You know how some people go overseas and they come back with cute little souvenirs of their trip? Like a fridge magnet of the Leaning Tower of Pisa, for instance. Or a tee-shirt.
            And then you have my friend Jill who brings back food. Which makes her an amazing person to be friends with, especially if you like the same kinds of food she does. Specifically, anything that is pork based. Last year, she packed two dozen English pork pies from this shop in London she’s been haunting since her school days. And a few weeks ago, she returned from a trip to France with, literally, half a pig.
            “What do you mean?” Amanda asked when I told her.
            “What do you mean what do I mean? She packed half a pig into her luggage,” I repeated. “In her Louis Vuitton Monogram suitcase!”
            “What happened to the other half?” Saffy asked.
            Both Amanda and I turned to look at her. To her credit, Saffy noticed the look. “What? That’s a legitimate question.”
            Amanda turned back to me. “What is she going to do with half a pig?”
            I hazarded a guess. “Give it to her maid to cook?”
            From the sidelines, a voice piped up. “Was it a small pig?” Saffy asked. “Like, I mean, how big is it? And wouldn’t it have smelled?”
            “Well, I’m sure it was vacuum-sealed,” I said. “They wouldn’t have just wrapped it in butcher paper. That’s only logical.”
            “The logical thing would have been to buy half a pig from Huber’s,” Saffy said firmly, “and not schlep it 13 hours from France to the tropics. To pack it into a Louis Vuitton bag tells me that logic was completely absent the minute Jill stepped into that butcher shop. And besides, how did she get that pig back to her hotel? Was it a cab? Or did she take the Metro?”

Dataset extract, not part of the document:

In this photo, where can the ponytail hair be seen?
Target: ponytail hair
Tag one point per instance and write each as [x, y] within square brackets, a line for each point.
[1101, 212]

            I turned to Amanda. “A little help here?” But her eyes had completely glazed over. Saffy wasn’t done yet. “And if she got it delivered to her hotel, can you imagine what the concierge would have thought? I mean, it’s half a pig!” Saffy shook her head in amazement. “There’s no shopping bag in the world that’s big enough to hide the fact that it’s a vacuum sealed pig!”

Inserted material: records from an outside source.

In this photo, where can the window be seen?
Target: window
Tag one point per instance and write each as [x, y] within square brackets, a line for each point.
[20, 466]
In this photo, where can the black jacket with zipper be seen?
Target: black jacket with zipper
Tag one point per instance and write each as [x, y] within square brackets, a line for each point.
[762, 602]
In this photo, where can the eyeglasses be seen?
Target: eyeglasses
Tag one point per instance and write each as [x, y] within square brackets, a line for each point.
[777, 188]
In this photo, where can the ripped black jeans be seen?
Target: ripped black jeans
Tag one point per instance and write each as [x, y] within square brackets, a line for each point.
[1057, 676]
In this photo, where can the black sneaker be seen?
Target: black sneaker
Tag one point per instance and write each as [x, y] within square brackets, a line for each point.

            Then a few days ago, Amanda went to Tokyo for a meeting. That evening, she FaceTimed us. “Guess what?”
            “You’re marrying the Crown Prince?” Saffy said immediately. “What? These things happen. That’s how the Crown Princess of Denmark became Crown Princess!”
            You could literally see Amanda give her head a little shake like she was getting rid of some water in her ear. “Shut up, Saf! No, I got a Toto!”

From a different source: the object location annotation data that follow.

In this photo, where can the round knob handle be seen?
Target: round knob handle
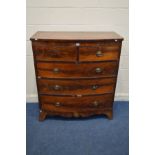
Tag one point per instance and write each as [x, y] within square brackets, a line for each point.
[99, 53]
[57, 104]
[94, 87]
[57, 87]
[98, 70]
[95, 103]
[56, 70]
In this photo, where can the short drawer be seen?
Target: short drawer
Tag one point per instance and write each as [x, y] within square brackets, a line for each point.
[72, 70]
[79, 86]
[100, 101]
[50, 51]
[99, 52]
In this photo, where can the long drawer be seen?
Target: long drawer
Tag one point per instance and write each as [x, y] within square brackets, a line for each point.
[79, 86]
[60, 102]
[72, 70]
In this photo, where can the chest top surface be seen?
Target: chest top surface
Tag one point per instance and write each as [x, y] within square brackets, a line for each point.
[77, 36]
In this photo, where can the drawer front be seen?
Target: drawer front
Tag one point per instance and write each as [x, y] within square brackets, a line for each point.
[92, 102]
[100, 52]
[66, 70]
[74, 87]
[49, 51]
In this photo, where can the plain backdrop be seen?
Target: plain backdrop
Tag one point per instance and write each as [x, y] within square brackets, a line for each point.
[78, 15]
[13, 77]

            It really was gratifying to see Saffy’s mouth open and shut several times. She looked just like a goldfish.
            “You mean you won Toto?” I said helpfully.
            “No. I mean I got a Toto! As in the toilet!”
            Saffy later said to Sharyn that there were so many ways she could have imagined the conversation with Amanda going, but buying an actual toilet bowl was not one of them.
            “Who buys a toilet bowl while on a business trip?”
            “On any trip,” I said.
            “Wah, she really like Toto, hor? Singapore got no Toto, meh?” Sharyn said. “I ever try once before in a restaurant in Loh-bertson Quay! So many button to press, I so scare, I neh-ber flush and run out!”
            Saffy put up a hand. “Wait, what? You didn’t flush?”
            “All the button in Japanese, how I know what to press?”
            “She does have a point,” I told Saffy. “Imagine if she’d pressed the wash button and she got spritzed?”
            “Aiyoh!” Sharyn sighed, clearly congratulating herself on both her cowardice and foresight, but Saffy had already moved on.
            “How is Amanda going to bring that toilet back? Is she going to check it in? How much must the thing weigh? What is wrong with some people?” Saffy looked up at the ceiling to give the question proper attention.
            “Ay, I ask you, ah,” Sharyn said. “Toto run on electricity, right?”
            I nodded. “Yes, you have to plug it into a wall socket. I don’t think anything works otherwise.”
            “Oh-kaaaay….” Sharyn drawled. “So what happen if electricity not working?”
            “Well, the seat-warmer won’t work…” I trailed off. I was already seeing the end point of this conversation.
            Saffy, always the last one to leave a party, looked down from the ceiling. “What?”
            “It won’t flush without electricity!” I said.
            It took a while, but Saffy got there in the end. And it wasn’t pretty.